The United States plans to join forces with its Latin American neighbors to press for concrete ways to combat international terrorism.
When the nations of the Western Hemisphere come together in Miami for the Summit of the Americas beginning Friday, terrorism will be on the agenda, according to Philip Wilcox, coordinator of the State Department’s Office of Counterterrorism.
Efforts to combat terrorism are a “high priority” at the State Department, Wilcox said in an interview this week.
Following the terrorist attack against the Jewish community center in Buenos Aires in July, which left nearly 100 people dead, Secretary of State Warren Christopher began the push to include terrorism on the summit’s agenda, according to Wilcox.
In addition, leaders from Uruguay and Panama wrote to the Clinton administration last month, urging that summit participants address the issue.
Among those who wrote Clinton was Joseph Harari, a leader of Panama’s Jewish community and chairman of the Latin American section of B’nai B’rith International.
Panama’s Jewish community was also stung by terrorism over the summer, when a bomb exploded a commuter plane carrying 21 people. All the passengers and crew, including 12 Jews, were killed.
The community is still not certain whether the attack was an act of terrorism aimed at Jews in general or an act of revenge by Colombian drug lords aimed against one Jewish businessman.
“Terrorism is not just a problem localized to the Middle East,” Wilcox said. “Terrorism is a global problem that can strike anywhere at any time as we all saw here with the World Trade Center bombing.”
Wilcox refused to reveal what specific proposals will be under consideration at the three-day summit in Miami.
But in a letter to the World Jewish Congress, Uruguay’s President Luis Alberto Lacalle outlined his country’s position and said that he hoped a similar resolution would be adopted at the summit.

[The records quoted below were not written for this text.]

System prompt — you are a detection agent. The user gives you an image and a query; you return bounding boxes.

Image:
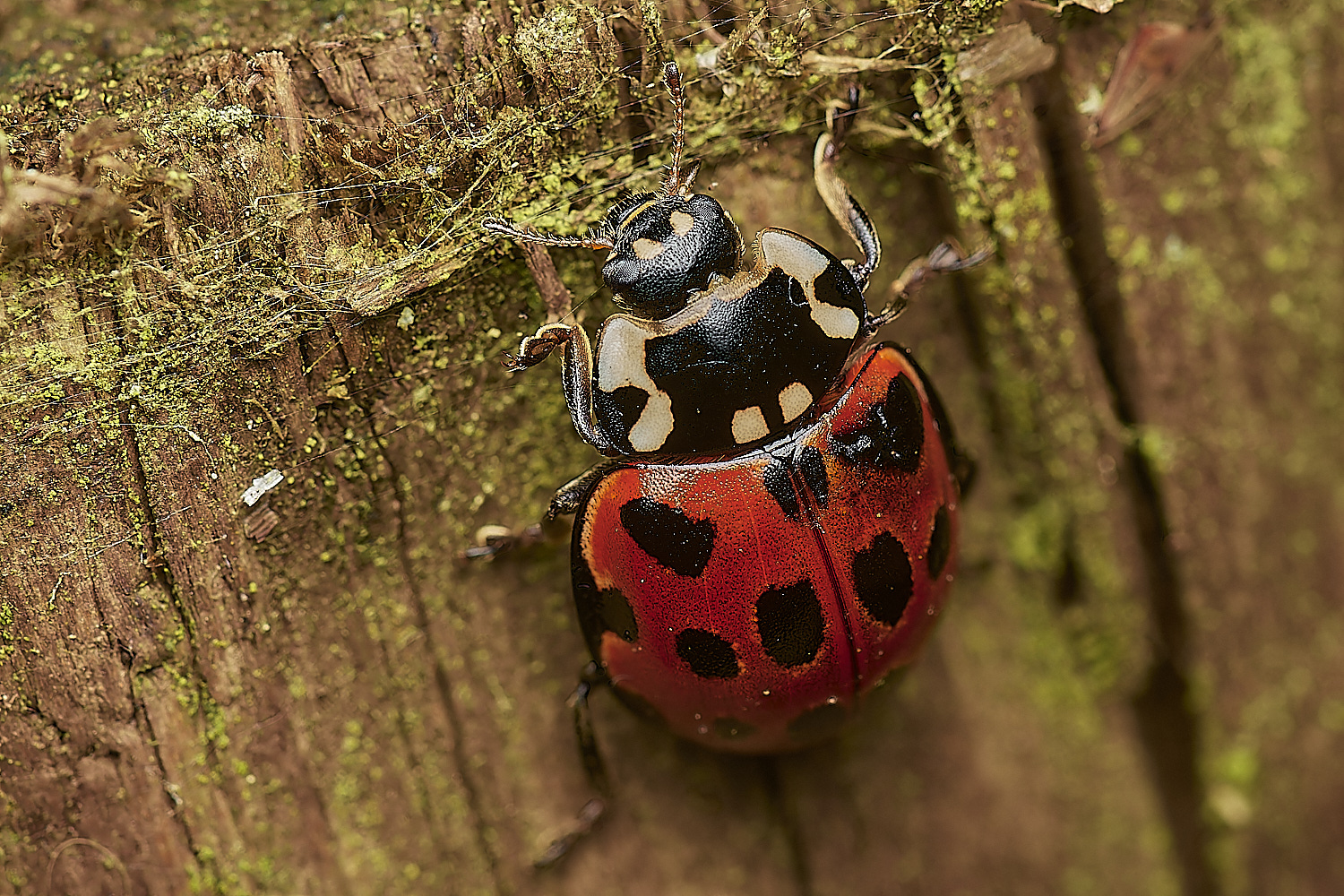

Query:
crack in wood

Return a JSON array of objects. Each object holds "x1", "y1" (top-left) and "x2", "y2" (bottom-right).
[
  {"x1": 757, "y1": 756, "x2": 816, "y2": 896},
  {"x1": 333, "y1": 332, "x2": 513, "y2": 896},
  {"x1": 1026, "y1": 46, "x2": 1222, "y2": 896}
]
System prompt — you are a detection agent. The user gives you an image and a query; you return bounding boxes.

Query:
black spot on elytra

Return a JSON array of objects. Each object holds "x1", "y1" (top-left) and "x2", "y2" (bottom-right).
[
  {"x1": 835, "y1": 374, "x2": 924, "y2": 473},
  {"x1": 710, "y1": 716, "x2": 757, "y2": 740},
  {"x1": 621, "y1": 497, "x2": 717, "y2": 576},
  {"x1": 762, "y1": 458, "x2": 798, "y2": 520},
  {"x1": 676, "y1": 629, "x2": 741, "y2": 678},
  {"x1": 925, "y1": 506, "x2": 952, "y2": 579},
  {"x1": 755, "y1": 581, "x2": 827, "y2": 667},
  {"x1": 597, "y1": 589, "x2": 640, "y2": 643},
  {"x1": 798, "y1": 444, "x2": 831, "y2": 508},
  {"x1": 789, "y1": 702, "x2": 849, "y2": 743},
  {"x1": 593, "y1": 385, "x2": 650, "y2": 450},
  {"x1": 854, "y1": 532, "x2": 914, "y2": 626},
  {"x1": 572, "y1": 557, "x2": 640, "y2": 659}
]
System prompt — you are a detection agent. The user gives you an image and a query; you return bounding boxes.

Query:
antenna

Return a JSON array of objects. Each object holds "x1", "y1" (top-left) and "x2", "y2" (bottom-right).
[
  {"x1": 481, "y1": 218, "x2": 615, "y2": 248},
  {"x1": 659, "y1": 62, "x2": 701, "y2": 196}
]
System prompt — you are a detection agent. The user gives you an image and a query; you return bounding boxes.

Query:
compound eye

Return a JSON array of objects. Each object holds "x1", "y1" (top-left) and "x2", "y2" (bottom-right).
[{"x1": 602, "y1": 194, "x2": 742, "y2": 320}]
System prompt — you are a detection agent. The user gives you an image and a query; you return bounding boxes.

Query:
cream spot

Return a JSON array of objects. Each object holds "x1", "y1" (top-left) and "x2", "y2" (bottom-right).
[
  {"x1": 780, "y1": 383, "x2": 812, "y2": 423},
  {"x1": 621, "y1": 199, "x2": 658, "y2": 227},
  {"x1": 631, "y1": 392, "x2": 672, "y2": 452},
  {"x1": 597, "y1": 314, "x2": 672, "y2": 452},
  {"x1": 804, "y1": 305, "x2": 859, "y2": 339},
  {"x1": 733, "y1": 407, "x2": 771, "y2": 444},
  {"x1": 631, "y1": 237, "x2": 667, "y2": 258},
  {"x1": 668, "y1": 211, "x2": 695, "y2": 237},
  {"x1": 761, "y1": 229, "x2": 859, "y2": 339}
]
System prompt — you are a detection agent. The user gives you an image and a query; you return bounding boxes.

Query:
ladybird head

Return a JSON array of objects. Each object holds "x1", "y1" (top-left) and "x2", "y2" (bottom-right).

Lacalle called for cooperation among the American states to adopt international norms that aim “at regulating the prevention and elimination of terrorism.”

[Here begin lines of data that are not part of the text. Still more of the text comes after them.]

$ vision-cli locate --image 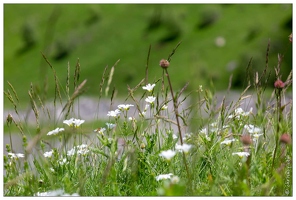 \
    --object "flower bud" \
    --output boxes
[140,143,146,149]
[241,135,252,146]
[159,59,170,68]
[280,133,291,144]
[274,79,285,89]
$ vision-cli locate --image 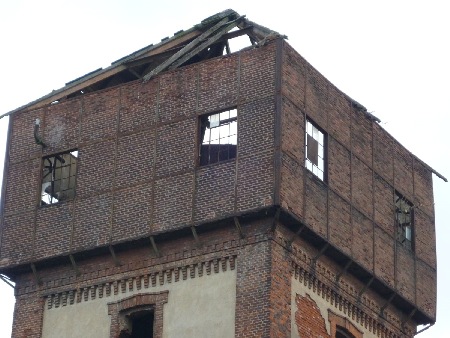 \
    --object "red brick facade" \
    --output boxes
[0,24,436,337]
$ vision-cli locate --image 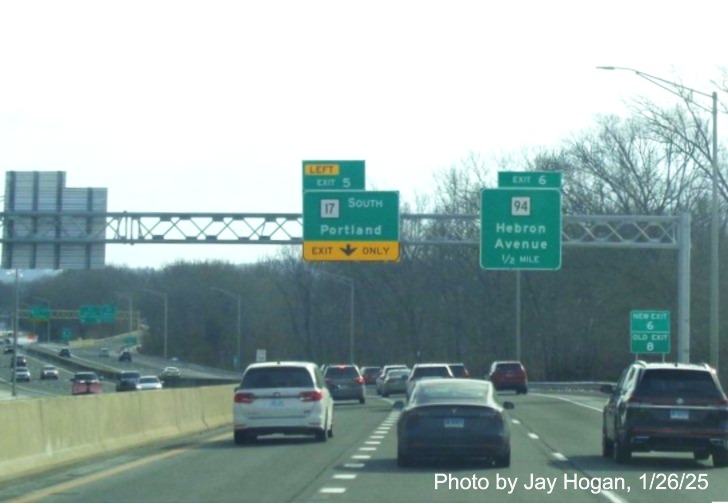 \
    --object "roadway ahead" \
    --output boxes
[0,393,728,502]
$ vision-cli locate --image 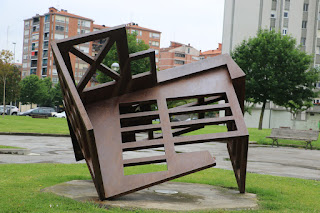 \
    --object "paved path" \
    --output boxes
[0,135,320,180]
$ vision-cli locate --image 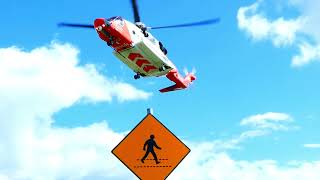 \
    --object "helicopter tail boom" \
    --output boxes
[159,69,196,93]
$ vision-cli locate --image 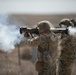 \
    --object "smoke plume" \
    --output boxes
[68,27,76,37]
[0,23,23,52]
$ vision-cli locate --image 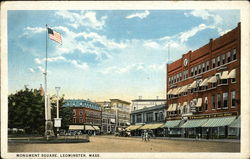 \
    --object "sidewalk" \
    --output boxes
[130,136,240,143]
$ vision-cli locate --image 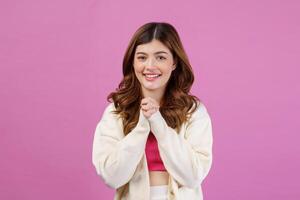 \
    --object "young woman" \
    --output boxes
[92,22,213,200]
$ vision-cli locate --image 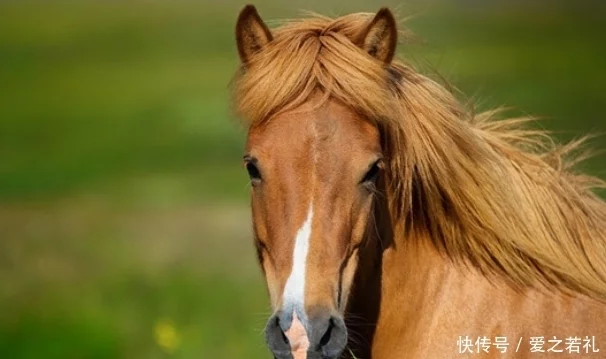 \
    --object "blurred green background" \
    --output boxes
[0,0,606,359]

He said that the assessment of the cause of terrorism “should not be an obstacle to the adoption of practical, concrete, global and urgent measures” necessary to fight terrorism.
Meanwhile, Wilcox is spearheading an effort to combat terrorism the United States.
Plans are afoot to introduce anti-terrorism legislation early in the next Congress that among other areas will give law enforcement officials “new and important ways to go after terrorists receiving funds from American citizens,” he said.